Further, of the plurality of channels, a specific channel is a write-only channel for writing a waveform signal to the waveform memory 7, and the other channels are read-only channels for reading a waveform signal from the waveform memory 7. It may be. The "waveform read / write channel" in the present invention means either one of read and write, or a channel capable of performing both operations.

In the above embodiment, the present invention is applied to an electronic musical instrument having a sampling function. However, the present invention can of course be implemented as a digital effect device having a dedicated circuit configuration. That is.

[0058]

As described above, according to the present invention, an input waveform signal is written into a waveform memory at one time-division processing channel time, and the written waveform signal is subjected to a plurality of time-division processing. Each of the plurality of read waveform signals is read out at a different rate at the timing of the channel time, and only a desired one of the plurality of read out waveform signals is output. In addition to outputting a signal, the frequency of the output waveform signal can be freely switched, or any of a plurality of different frequency waveform signals can be selected and output. Therefore, for example, when the digital effect device according to the present invention is applied to an electronic musical instrument or the like, it is possible to freely select and generate musical tones having a plurality of pitches completely different from the input musical tones, which is musically preferable. This produces an effect that various musical sounds can be generated.

[Brief description of the drawings]

FIG. 1 is an overall circuit configuration diagram of a digital effect device according to an embodiment of the present invention.

FIG. 2 is a detailed circuit diagram of a sound generation control unit 8 in FIG.

FIG. 3 is a diagram illustrating a divided use state of a waveform memory 7 in FIG. 1;

FIG. 4 is an explanatory diagram of a basic operation of the present embodiment.

FIG. 5 is a time chart when operated as a digital effect device.

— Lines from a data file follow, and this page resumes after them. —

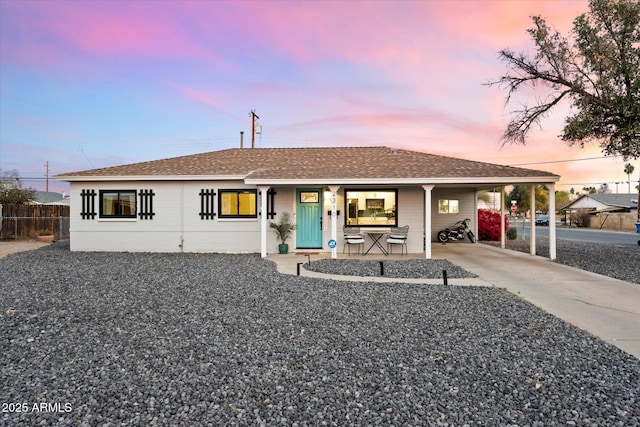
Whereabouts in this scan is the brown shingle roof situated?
[56,147,559,181]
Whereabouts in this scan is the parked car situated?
[536,215,549,225]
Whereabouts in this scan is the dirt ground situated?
[0,240,50,258]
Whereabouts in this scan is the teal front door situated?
[296,188,322,249]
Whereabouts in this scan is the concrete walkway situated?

6 is an explanatory diagram of the operation state of FIG.

[Explanation of symbols]

 Reference Signs List 6 A / D converter 7 Waveform memory 8 Sound generation controller 9 CPU 10 D / A converter 12a to 12d VCF 13a to 13d VCA 81, 82, 85, 87 Gate 84 Address register 86 Adder

Claims (1)

(57) [Claims] 1. A waveform memory means capable of storing a waveform signal, a read / write means for performing read / write processing on the waveform memory means for each of a plurality of time division processing channel times, and one of the read / write means. A waveform signal input at a timing of two time-division processing channel times is written into the waveform memory means at a desired rate, and the waveform signal written into the waveform memory means is read by at least two of the read / write means. A read / write means for controlling the read / write means so as to read at a desired rate according to the timing of the division processing channel time; and at least one read / write control means controlled by the read / write control means
Rate control means for making the reading or writing rate at the timing of one time division processing channel time different from the rate at the timing of another time division processing channel time; and the time division processing channel time of the reading and writing means from the waveform memory means. Output control means for controlling whether or not to output a waveform signal read at each timing among the waveform signals read at the timing described in (1).